GBPEUR has been stuck in a tight range trading in a band of 3 cents in the last month. Over the last 3 months the range is 4 cents so there really has not been anything too dramatic occurring on the rate, compared to some of the more volatile sudden moves since the Brexit vote. Whilst we have begun to hit some fresh highs when it reached 1.16, I expect we will now remain in this more familiar ranges for much of June.
Despite the market being presented with Euro weakness lately over the Italian political uncertainty, the pound also performed badly as falling Inflation data removed the urgency for the Bank of England to be looking at any interest rate rise. We are seeing mixed signals and the market has not really been able to establish any fresh news to warrant any specific and significant jump outside of the ranges.
The possibility of the UK hiking rates was one such factor but this now appears highly unlikely in 2018. Sterling is better supported because of this longer-term potential and the progress being made on Brexit. However, with there being so much more to still finalise on Brexit, the pound is likely to remain on the weaker side.
Important news this morning is UK Retail Sales and then tomorrow’s GDP data as well.
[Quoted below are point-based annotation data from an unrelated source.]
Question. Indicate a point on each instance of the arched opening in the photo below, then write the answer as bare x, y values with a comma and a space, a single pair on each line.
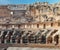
56, 39
49, 40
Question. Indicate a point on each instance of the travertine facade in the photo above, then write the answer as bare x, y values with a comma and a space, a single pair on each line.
35, 23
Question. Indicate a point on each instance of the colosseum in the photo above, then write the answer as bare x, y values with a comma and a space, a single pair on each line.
37, 23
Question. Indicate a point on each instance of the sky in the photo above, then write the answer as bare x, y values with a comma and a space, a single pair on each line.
26, 1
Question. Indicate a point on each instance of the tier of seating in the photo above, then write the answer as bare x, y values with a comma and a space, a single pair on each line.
22, 36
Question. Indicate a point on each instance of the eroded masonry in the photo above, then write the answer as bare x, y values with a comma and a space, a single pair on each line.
34, 23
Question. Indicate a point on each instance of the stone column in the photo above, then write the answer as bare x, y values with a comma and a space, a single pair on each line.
5, 41
21, 41
53, 40
59, 37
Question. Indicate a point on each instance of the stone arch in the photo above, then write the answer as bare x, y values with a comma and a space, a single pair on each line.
49, 39
56, 39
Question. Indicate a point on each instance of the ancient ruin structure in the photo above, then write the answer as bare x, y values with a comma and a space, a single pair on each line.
26, 24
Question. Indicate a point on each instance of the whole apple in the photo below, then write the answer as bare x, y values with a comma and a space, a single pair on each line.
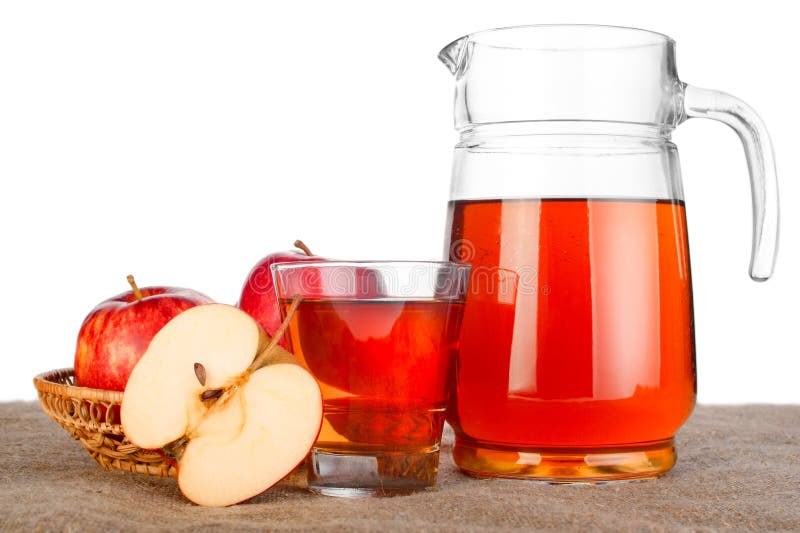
116, 333
258, 297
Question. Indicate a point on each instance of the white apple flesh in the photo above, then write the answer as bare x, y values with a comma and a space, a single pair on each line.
262, 414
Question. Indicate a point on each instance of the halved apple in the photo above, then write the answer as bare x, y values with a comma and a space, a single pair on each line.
236, 410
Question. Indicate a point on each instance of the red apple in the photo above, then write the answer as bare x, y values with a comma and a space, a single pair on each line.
115, 335
258, 297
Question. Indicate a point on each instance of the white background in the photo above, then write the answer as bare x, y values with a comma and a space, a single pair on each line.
182, 141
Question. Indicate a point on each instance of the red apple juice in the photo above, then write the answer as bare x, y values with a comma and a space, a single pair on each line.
384, 367
577, 330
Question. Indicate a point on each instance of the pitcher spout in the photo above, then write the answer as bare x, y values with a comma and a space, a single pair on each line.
453, 54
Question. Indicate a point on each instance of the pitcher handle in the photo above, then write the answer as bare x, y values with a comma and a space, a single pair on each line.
707, 103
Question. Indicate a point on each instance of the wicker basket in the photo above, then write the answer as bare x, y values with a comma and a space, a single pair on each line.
92, 417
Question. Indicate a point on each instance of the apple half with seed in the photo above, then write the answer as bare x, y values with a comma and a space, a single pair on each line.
234, 409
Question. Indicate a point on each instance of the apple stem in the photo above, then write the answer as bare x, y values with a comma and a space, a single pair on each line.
261, 358
136, 292
300, 244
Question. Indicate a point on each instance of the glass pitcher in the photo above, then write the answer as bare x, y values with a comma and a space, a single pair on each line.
576, 355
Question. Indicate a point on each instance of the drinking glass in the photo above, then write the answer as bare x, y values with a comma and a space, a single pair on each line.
381, 340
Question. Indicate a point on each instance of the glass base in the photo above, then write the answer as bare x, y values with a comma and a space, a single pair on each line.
554, 465
371, 474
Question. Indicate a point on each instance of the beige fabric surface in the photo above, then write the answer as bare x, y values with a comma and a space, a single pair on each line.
738, 469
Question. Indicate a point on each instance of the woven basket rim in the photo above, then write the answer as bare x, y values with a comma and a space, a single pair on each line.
51, 382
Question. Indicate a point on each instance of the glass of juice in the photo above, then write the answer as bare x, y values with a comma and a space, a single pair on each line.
381, 340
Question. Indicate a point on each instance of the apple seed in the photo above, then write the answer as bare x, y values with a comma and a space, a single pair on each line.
200, 372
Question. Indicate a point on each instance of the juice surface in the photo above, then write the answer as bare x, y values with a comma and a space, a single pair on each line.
578, 328
384, 367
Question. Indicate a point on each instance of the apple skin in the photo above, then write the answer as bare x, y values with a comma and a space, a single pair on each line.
116, 333
259, 299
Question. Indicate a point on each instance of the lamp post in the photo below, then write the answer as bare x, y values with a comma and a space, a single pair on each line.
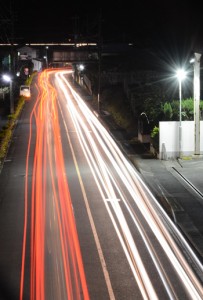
180, 75
7, 78
47, 47
196, 61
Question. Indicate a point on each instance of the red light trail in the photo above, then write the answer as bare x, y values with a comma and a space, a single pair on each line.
54, 243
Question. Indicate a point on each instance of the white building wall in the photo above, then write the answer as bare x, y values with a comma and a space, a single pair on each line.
169, 139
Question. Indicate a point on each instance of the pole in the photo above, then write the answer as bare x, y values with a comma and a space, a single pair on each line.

Overall, there appear to be more reasons to be hopeful of a longer-term rise in the value of the pound as we get final clarification on Brexit and European political fears increase. We might need to wait until the Autumn of end of 2018 for this to really manifest on exchange rates however.
June sees plenty to potentially move the market with the EU Summit and interest rate decisions from both the Bank of England and the European Central Bank. Despite this, I still feel we will remain within these 1.13-1.15 ranges which have now become so familiar.